% Introduction
% intro.tex
% David.N.Williams@umich.edu
% Last revision:  July 15, 2000

\section{Introduction}\label{intro}

Not only does Forth lend itself to a variety of structure schemes, but
simple schemes can be very effective for the application at hand.  The
elegant implementation in Anton Ertl's Gray parser generator
\cite{aertl:94} is a good example of this occasional approach, where
the implementation is precisely suited to its use.\footnote%
{According to Ertl, inspired by earlier work possibly by John Hayes.}
More elaborate schemes, such as that in the Forth Scientific Library
(FSL) project \cite{scarter:95} and those in this document, can be
both ANS Forth portable and reasonably efficient at runtime.

Taken as a whole, the Structure word set in this document is not
simple.  It is designed to be compatible with C structures, with the
aim of supporting the use of C/POSIX libraries.  Actually, the
discussion is more elaborate than the code, and the code would be a
good deal simpler if it did not cover bit-fields.  If stripped to
Peters' elegant core design, it becomes fairly simple and effective
for Forth-centric applications.

We attempt to control the complications a bit in the implementation 
file {\tt cstruct.fs} by dividing it into sections, with flags for 
conditional compilation of various features.

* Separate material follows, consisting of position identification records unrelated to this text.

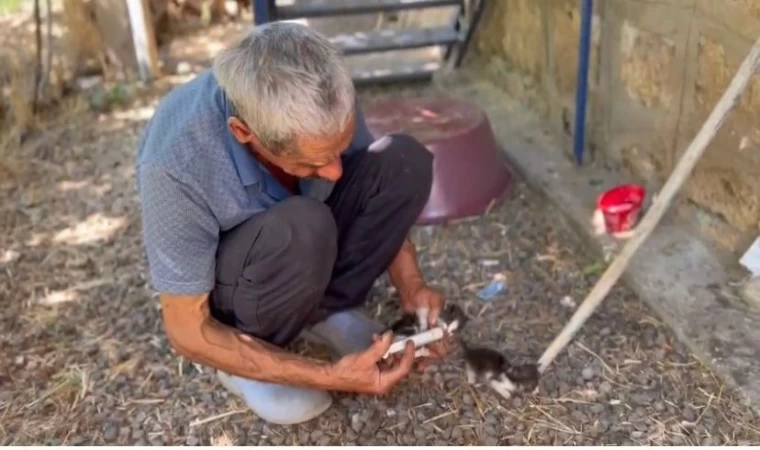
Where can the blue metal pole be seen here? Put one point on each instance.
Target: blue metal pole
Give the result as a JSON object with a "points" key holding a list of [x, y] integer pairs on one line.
{"points": [[261, 12], [581, 93]]}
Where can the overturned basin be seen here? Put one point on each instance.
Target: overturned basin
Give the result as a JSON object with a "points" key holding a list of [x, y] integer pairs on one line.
{"points": [[469, 172]]}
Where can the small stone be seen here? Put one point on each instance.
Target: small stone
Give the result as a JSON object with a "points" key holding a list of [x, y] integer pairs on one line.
{"points": [[110, 432], [689, 414], [492, 441], [183, 68], [356, 423]]}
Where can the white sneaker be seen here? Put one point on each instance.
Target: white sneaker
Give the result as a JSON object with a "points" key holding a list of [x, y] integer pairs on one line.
{"points": [[277, 403], [344, 332]]}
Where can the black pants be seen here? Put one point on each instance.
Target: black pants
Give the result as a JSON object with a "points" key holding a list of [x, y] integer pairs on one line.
{"points": [[300, 260]]}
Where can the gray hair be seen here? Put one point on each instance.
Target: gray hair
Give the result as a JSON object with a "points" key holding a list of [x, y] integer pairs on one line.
{"points": [[286, 80]]}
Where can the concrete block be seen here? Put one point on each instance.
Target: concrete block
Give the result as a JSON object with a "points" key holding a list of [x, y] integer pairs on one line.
{"points": [[750, 293], [742, 16], [645, 49], [647, 66], [725, 181], [523, 43]]}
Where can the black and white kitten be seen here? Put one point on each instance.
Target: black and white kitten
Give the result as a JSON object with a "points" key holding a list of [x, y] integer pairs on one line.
{"points": [[451, 319], [492, 367]]}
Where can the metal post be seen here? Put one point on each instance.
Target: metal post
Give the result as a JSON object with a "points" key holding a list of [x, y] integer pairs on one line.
{"points": [[262, 11], [581, 93]]}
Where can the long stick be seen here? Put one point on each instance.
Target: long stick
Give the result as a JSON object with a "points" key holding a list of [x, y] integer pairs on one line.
{"points": [[653, 216], [38, 59]]}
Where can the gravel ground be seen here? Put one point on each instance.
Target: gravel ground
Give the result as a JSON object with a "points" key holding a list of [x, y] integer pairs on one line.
{"points": [[84, 358]]}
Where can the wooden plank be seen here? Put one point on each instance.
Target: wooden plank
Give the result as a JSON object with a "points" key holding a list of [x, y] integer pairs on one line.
{"points": [[144, 39], [326, 8]]}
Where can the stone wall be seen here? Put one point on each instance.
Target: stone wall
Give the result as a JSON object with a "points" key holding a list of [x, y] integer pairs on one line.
{"points": [[657, 69]]}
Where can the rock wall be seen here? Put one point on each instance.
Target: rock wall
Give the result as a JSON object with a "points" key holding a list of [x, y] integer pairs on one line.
{"points": [[657, 69]]}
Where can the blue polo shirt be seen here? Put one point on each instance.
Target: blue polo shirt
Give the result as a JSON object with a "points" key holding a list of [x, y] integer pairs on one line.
{"points": [[195, 180]]}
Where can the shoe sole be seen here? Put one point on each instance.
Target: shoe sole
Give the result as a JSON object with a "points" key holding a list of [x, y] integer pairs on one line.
{"points": [[226, 381]]}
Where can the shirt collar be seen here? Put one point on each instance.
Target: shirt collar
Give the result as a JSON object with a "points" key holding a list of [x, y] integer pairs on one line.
{"points": [[249, 170]]}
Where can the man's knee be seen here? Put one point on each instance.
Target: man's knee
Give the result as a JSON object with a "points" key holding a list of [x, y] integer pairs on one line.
{"points": [[293, 246], [409, 160], [308, 234]]}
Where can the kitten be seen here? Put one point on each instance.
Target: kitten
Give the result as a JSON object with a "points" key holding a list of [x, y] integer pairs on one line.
{"points": [[451, 319], [492, 367]]}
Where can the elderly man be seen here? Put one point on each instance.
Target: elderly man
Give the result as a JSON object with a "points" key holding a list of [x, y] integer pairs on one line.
{"points": [[268, 213]]}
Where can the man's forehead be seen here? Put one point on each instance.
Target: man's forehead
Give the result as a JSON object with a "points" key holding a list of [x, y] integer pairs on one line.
{"points": [[327, 146]]}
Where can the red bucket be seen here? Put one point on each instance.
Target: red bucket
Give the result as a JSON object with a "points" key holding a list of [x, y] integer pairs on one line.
{"points": [[621, 207]]}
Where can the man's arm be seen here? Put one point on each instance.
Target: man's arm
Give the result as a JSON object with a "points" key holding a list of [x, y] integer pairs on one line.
{"points": [[195, 335], [404, 272]]}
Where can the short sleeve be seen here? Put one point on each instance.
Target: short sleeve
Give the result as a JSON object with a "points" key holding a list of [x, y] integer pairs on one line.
{"points": [[180, 234], [362, 137]]}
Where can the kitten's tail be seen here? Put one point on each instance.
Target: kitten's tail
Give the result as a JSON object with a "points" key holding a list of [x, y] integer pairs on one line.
{"points": [[464, 345]]}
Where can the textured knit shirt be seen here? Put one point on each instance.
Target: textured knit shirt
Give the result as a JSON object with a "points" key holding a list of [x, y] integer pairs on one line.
{"points": [[195, 180]]}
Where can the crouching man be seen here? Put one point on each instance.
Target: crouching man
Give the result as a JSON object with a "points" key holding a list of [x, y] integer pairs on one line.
{"points": [[268, 213]]}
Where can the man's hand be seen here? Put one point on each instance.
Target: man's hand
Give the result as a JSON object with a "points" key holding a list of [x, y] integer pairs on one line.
{"points": [[360, 372], [430, 300]]}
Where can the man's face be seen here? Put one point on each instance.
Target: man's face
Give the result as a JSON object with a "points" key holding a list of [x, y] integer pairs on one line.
{"points": [[315, 157]]}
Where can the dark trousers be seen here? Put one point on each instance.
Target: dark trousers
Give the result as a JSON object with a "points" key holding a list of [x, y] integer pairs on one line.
{"points": [[300, 260]]}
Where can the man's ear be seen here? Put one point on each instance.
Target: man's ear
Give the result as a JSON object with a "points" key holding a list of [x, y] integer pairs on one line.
{"points": [[240, 130]]}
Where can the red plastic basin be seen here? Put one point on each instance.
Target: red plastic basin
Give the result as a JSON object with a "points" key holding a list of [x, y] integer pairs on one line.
{"points": [[469, 172]]}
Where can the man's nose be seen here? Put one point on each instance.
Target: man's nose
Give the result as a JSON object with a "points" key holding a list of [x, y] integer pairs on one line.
{"points": [[332, 171]]}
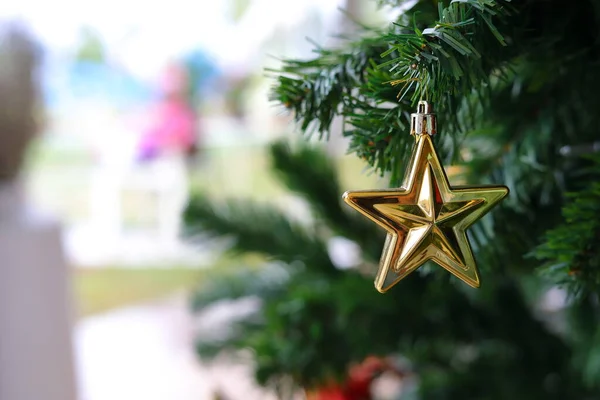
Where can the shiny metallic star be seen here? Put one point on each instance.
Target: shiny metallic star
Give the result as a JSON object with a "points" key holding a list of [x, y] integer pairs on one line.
{"points": [[426, 219]]}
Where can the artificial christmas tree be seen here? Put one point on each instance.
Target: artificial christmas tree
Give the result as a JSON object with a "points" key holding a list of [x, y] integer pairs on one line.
{"points": [[514, 85]]}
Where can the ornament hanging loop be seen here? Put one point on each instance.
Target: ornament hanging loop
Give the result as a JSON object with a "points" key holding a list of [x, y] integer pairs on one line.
{"points": [[423, 122]]}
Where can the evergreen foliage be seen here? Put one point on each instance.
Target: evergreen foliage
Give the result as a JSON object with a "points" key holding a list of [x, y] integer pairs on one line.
{"points": [[515, 88]]}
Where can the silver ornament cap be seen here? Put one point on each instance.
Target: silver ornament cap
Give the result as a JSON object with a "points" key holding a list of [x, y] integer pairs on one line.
{"points": [[423, 122]]}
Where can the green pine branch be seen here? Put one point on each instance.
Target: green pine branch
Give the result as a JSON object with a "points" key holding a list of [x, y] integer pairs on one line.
{"points": [[571, 250], [276, 236]]}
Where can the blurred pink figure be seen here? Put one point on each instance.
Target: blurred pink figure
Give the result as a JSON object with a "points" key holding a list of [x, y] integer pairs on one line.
{"points": [[173, 126]]}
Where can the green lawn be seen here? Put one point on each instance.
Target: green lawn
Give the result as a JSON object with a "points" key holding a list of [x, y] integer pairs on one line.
{"points": [[98, 290]]}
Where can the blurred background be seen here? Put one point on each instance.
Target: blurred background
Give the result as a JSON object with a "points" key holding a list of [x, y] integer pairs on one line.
{"points": [[114, 76]]}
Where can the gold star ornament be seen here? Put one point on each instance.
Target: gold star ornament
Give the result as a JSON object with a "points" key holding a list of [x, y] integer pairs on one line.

Being compatible with C structures does not mean that the syntax has
to be derived from C, but it does fix the layout of structure data. 
For example, the POSIX standard function {\tt localtime()} converts
the output of the POSIX time function into year, month, day, hours,
minutes, etc., and actually stores into a {\tt struct tm}.  If this
function is called from Forth (glue for that is not discussed here),
the Forth structure words have to know how to build and access a
standard {\tt struct tm}.

This is a bit of a problem, because standard C programs
\cite[6.5.2.1]{ansic:90} are not allowed to assume much about the
packing or alignment of the memory layout of structures, although the
ordering of structure elements in memory has to be the same as in the
structure declaration \cite[6.5.2.1]{ansic:90}, \cite[p.~213]{k&r:88}.%
\footnote{The ordering of structure elements in particular structure
{\em declarations} in standard C/POSIX libraries is however {\em not}
prescribed \cite[p.~551]{dlevine:91}; a POSIX standard program is not
supposed to declare the structures in the standard library
independently, but is expected to get them directly or indirectly from
the system header files.}

The approach we attempt for layout is based on that of the GNU CC
compiler \cite{rstallman:94}, which uses implementation-dependent
macro expressions and constants to parametrize the underlying system. 
As far as we can see, even the major system not (yet) covered by GNU,
namely Mac OS, can be handled this way.  The GNU source indicates that
their scheme also covers other languages.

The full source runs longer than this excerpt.